Ora, il presidente Pietro Grasso, nel suo discorso a conclusione dell’assemblea del 3 dicembre, alla presenza di tante persone accorse in modo spontaneo, andando ben al di là del perimetro delle forze promotrici e facendo saltare qualche schema, ha voluto ricordare l’articolo 3 della Costituzione.
Eccolo, integralmente, commi 1 e 2:
“Tutti i cittadini hanno pari dignità sociale e sono eguali davanti alla legge, senza distinzione di sesso, di razza, di lingua, di religione, di opinioni politiche, di condizioni personali e sociali.
E’ compito della Repubblica rimuovere gli ostacoli di ordine economico e sociale, che, limitando di fatto la libertà e l’eguaglianza dei cittadini, impediscono il pieno sviluppo della persona umana e l’effettiva partecipazione di tutti i lavoratori all’organizzazione politica, economica e sociale del Paese”.
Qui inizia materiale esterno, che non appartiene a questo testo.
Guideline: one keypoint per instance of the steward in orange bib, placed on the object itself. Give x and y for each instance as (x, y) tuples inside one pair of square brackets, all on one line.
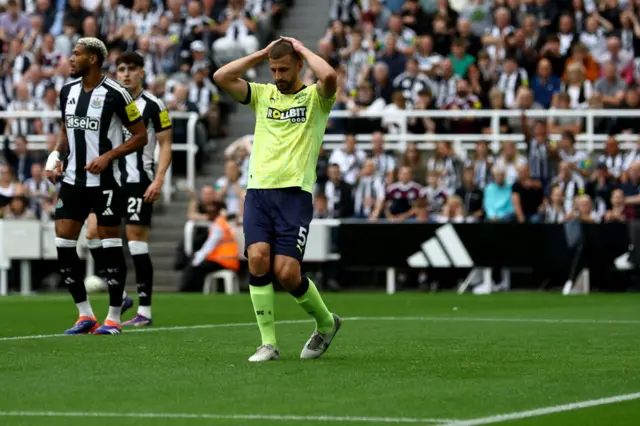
[(220, 251)]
Il primo sulla dignità sociale e sull’assenza di distinzione di sesso, di razza, di lingua, di religione, di opinioni politiche, di condizioni personali e sociali. Il secondo sull’esigenza di rimuovere gli ostacoli, con quel cenno alla libertà e all’uguglianza dei cittadini. Ecco: liberi e uguali non è una espressione come le altre. E’ posta nel cuore di questo articolo della Costituzione, quello di non discriminazione, in un nesso, indissolubile, tra cittadinanza, sviluppo della persona, effettiva partecipazione di tutti i lavoratori alla vita del Paese (in modo da allargare ulteriormente il significato attribuito, nell’articolo 1, al lavoro). Parole che risalgono al 1° gennaio del 1948; e che ora diventano motore per una lista unitaria della sinistra. Qualcuno ha detto che inizio e fine si corrispondono. Nella legislatura che sta per chiudersi, la fine rimanda all’inizio, o meglio ancora, a un nuovo inizio.